Improved Loop-Flow Method for Hydraulic Analysis of Water Distribution Systems

Abstract

Different methods have been developed in the past to formulate and solve steady-state hydraulics of a water distribution system (WDS). The most widely used method nowadays is probably the global gradient algorithm (GGA). The loop-flow method (also known as the Q method) represents a viable alternative to GGA, especially when combined with suitably preprocessed network data. The main advantage of the Q method over the GGA is in the smaller number of unknowns to solve for, which is coming from the fact that real WDSs typically have far less loops than nodes. A new loop-flow-type method, relying on the novel triangulation based loops identification algorithm (TRIBAL) that was implemented in the corresponding new hydraulic solver (Q), is presented in this paper (TRIBAL-Q).

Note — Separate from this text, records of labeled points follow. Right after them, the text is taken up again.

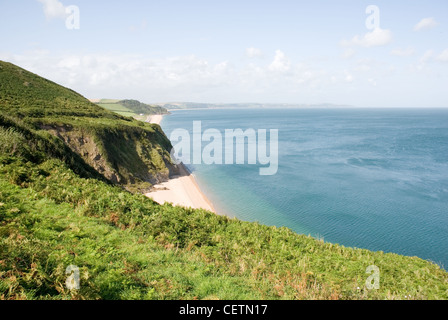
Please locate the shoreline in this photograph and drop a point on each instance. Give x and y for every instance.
(155, 119)
(180, 190)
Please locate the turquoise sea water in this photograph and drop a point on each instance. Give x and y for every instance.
(367, 178)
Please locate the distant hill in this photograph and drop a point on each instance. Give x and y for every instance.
(131, 108)
(198, 105)
(71, 174)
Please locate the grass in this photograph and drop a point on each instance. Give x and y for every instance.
(118, 108)
(128, 247)
(131, 108)
(57, 209)
(124, 145)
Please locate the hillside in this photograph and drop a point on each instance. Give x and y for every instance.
(63, 165)
(124, 151)
(131, 108)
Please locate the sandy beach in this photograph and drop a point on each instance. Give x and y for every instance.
(181, 190)
(157, 118)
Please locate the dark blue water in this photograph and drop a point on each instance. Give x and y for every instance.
(367, 178)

The new method aims to exploit this advantage, while overcoming key drawbacks of existing Q methods. The performance of the TRIBAL-Q-based solver is compared with the GGA-based solver on four large real networks of different complexity and topology. The results obtained demonstrate that, despite requiring an increased number of iterations to converge, the TRIBAL-Q method-based solver is substantially computationally faster, has slightly better numerical stability, and is equally accurate in making predictions when compared with the GGA-based hydraulic solver.